Dieser Beurteilung steht nicht entgegen, dass die in § 2 Abs. 1 Satz 3 AuslInvG angeordnete Hinzurechnung an die Erzielung bestimmter positiver Einkünfte im Hinzurechnungszeitraum anknüpft und dass es in diesem Zusammenhang nicht darauf ankommt, ob jene Einkünfte auf derselben Einkunftsquelle beruhen wie der zuvor abgezogene Verlustbetrag5. Die Kläger weisen zwar zu Recht darauf hin, dass nach dieser Regelungslage in Erbfällen die Hinzurechnung unmittelbar durch Einkünfte ausgelöst wird, die allein der Erbe erzielt und die zudem nicht auf einer geerbten Einkunftsquelle beruhen müssen. Entscheidend ist aber, dass es bei der Hinzurechnung nicht um eine –abkommensrechtlich unzulässige– Besteuerung jener Einkünfte, sondern um die Korrektur des ursprünglich in Anspruch genommenen Steuerabzugs geht6. Die später erzielten positiven Einkünfte sind nur der formale Anknüpfungspunkt jener Korrektur7, die sich inhaltlich auf die Gewährung des Abzugsbetrags und deshalb in Erbfällen auf die Besteuerung des Erblassers bezieht. Insoweit handelt es sich mithin darum, dass der Erblasser einen Besteuerungssachverhalt in Gang gesetzt hat und dieser Sachverhalt nach seinem Tod zum Abschluss kommt. In einem solchen Fall tritt der Erbe steuerrechtlich in die Rechtsposition des Erblassers ein.

Der Entscheidung des Großen Senats des Bundesfinanzhofs kann nicht entnommen werden, dass eine „gespaltene Tatbestandsverwirklichung“ nur dann vorliegen könne, wenn ein bestimmter Vorgang beim Erblasser steuerlich folgenlos bleibt und Rechtsfolgen erstmals beim Erben eintreten. Vielmehr ist nach jener Entscheidung, was die Vererblichkeit steuerrechtlicher Rechtspositionen angeht, vorrangig auf die Regelungen und Grundsätze des jeweiligen Einzelsteuergesetzes abzustellen3. Dieses sieht in dem hier interessierenden Zusammenhang eine Verknüpfung zwischen dem Verlustabzug einerseits und der Hinzurechnung andererseits vor, die auf dem Gedanken beruht, dass der Vorteil des abkommenswidrigen Verlustabzugs nur bis zu einem späteren tatsächlichen Ausgleich der Verluste gewährt werden soll.

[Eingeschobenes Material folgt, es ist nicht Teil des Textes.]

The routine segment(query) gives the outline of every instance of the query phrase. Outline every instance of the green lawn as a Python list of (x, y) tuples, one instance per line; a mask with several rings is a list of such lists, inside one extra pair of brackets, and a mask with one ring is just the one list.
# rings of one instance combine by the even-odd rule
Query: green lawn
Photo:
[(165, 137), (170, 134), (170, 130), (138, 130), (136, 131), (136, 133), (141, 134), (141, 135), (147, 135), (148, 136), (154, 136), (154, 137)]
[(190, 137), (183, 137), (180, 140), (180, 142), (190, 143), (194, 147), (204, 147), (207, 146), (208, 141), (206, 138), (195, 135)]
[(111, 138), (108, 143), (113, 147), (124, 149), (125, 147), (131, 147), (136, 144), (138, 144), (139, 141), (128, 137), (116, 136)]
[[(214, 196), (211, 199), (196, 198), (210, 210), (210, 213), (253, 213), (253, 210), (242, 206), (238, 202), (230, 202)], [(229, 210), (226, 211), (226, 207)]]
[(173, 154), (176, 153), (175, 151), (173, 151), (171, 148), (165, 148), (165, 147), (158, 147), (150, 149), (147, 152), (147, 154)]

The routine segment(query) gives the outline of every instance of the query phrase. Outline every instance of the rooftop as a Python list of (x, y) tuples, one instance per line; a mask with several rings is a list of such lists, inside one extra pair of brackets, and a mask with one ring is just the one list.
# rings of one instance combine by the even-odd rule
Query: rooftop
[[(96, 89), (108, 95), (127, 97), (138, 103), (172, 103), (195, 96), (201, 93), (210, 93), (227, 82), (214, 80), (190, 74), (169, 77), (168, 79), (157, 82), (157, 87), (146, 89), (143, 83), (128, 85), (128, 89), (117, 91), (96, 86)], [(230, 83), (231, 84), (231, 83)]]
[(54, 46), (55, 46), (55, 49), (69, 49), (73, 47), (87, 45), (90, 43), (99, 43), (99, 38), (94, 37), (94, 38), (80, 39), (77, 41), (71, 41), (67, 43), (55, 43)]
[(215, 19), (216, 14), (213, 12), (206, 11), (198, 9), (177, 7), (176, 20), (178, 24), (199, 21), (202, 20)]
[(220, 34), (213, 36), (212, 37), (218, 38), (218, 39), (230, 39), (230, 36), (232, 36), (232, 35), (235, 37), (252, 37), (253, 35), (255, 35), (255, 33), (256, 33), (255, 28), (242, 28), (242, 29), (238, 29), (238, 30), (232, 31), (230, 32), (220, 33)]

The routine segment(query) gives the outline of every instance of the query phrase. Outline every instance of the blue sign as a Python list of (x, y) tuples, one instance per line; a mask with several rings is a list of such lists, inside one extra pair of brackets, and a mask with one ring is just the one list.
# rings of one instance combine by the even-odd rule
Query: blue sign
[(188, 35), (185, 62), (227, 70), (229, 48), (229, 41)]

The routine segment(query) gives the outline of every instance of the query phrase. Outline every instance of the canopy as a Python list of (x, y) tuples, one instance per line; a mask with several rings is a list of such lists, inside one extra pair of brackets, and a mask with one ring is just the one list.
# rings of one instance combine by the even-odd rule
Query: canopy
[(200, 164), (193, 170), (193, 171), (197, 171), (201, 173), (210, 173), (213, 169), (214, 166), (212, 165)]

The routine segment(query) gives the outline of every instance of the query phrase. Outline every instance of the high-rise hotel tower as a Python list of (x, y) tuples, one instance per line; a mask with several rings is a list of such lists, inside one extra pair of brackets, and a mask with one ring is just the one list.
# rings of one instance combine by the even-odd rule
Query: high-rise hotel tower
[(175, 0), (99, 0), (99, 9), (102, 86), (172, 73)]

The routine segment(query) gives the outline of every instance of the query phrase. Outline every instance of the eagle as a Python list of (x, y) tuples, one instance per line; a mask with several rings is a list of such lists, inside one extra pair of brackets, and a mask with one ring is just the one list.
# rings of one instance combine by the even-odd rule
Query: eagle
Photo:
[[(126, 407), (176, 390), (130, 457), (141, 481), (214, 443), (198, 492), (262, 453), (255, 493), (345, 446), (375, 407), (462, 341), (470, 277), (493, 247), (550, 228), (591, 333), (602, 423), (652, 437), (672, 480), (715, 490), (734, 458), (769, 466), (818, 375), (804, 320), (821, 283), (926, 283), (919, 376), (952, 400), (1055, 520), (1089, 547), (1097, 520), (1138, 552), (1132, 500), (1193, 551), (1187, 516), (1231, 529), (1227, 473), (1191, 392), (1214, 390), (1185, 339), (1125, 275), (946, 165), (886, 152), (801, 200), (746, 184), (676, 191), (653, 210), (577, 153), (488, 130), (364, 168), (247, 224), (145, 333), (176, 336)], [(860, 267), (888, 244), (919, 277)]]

Dass diese Begrenzung nicht auf dem Weg über eine Änderung von Steuerbescheiden für das Verlustjahr, sondern bei der Besteuerung für das spätere Gewinnjahr erfolgt, spielt insoweit keine Rolle; maßgeblich ist, dass § 2 Abs. 1 Satz 1 und § 2 Abs. 1 Satz 3 AuslInvG eine in sich geschlossene Gesamtregelung enthalten, nach der die Hinzurechnung sowohl systematisch als auch inhaltlich an den Verlustabzug anknüpft und insbesondere ohne einen voraufgegangenen Verlustabzug nicht stattfindet. Das rechtfertigt eine Wertung des Inhalts, dass sie mit dem Verlustabzug „verklammert“ und auch gegenüber dem Erben des Verlusterzielers möglich ist.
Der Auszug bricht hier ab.